I've set up a 3-node cluster (Cassandra 1.2.1) and a column family with a replication factor of 3.
The Column family is called metric_hour and hold 15-second average values for one hour with column names:
- account name
- metric name
- value type (string)
- unit type (string)
- m0
- m1 ...
- m239
I am running 6 clients in parallell, each pushing data to the cluster with a total of 2.1 million metric values (15-second values for one metric for an entire year). Because I do not want to read and write data for each metric value, I am calculating the complete list of metric_hours to store up front and sending them to the cluster at the end, just over 8500 inserts. Inserts are batched in groups of 50 with BEGIN BATCH ... END BATCH;
After about 5-6 minutes the Cassandra Cluster is overwhelmed, with heap filled, and nodes start failing (either becoming unresponsive or dies altogether). I've run this setup a number of times with the same result.
Each cassandra node is running on its own dedicated hardware, Quad core 2.3 GHz Intel i7 CPU and 16GB of physical RAM (these are Mac Mini Server machines. The data is persisted to an internal SSD). I have played with setting -Xmx and -Xmn via cassandra-env in ranges between 2 and 8 GB. Running wth 8GB keeps the cluster running for longer, but it still fails after a short time.

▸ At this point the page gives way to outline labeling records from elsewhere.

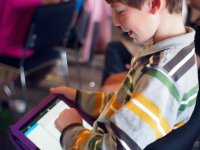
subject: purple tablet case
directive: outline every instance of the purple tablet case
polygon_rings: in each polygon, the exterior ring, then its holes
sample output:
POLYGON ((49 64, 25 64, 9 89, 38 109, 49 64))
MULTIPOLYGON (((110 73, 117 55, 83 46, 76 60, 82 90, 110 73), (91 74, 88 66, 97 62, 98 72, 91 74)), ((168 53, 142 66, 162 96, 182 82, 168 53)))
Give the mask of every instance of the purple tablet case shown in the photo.
POLYGON ((18 150, 36 150, 38 149, 36 145, 31 142, 21 131, 20 129, 29 122, 34 116, 37 115, 38 112, 40 112, 42 109, 45 108, 49 103, 56 100, 57 98, 63 100, 68 104, 70 107, 76 108, 81 116, 92 125, 93 119, 91 119, 88 115, 86 115, 84 112, 82 112, 80 109, 78 109, 75 104, 73 104, 70 100, 66 99, 62 95, 49 95, 44 100, 40 102, 39 105, 37 105, 35 108, 31 109, 25 116, 23 116, 18 122, 16 122, 14 125, 11 125, 9 130, 9 137, 11 142, 15 145, 15 147, 18 150))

I've also set consistenncy levels to QUORUM, which keeps the cluster alive for a bit longer. A minute or so.
All CQL queries are sent in to the Cassandra Cluster using the Datastax java-driver and CQL3. I have tried with row_cache on and off.
Running the excact same setup on a Riak cluster goes without problems for a relatively long period of time. So I am wondering what can be improved on the Cassandra setup, or what might possibly be wrong.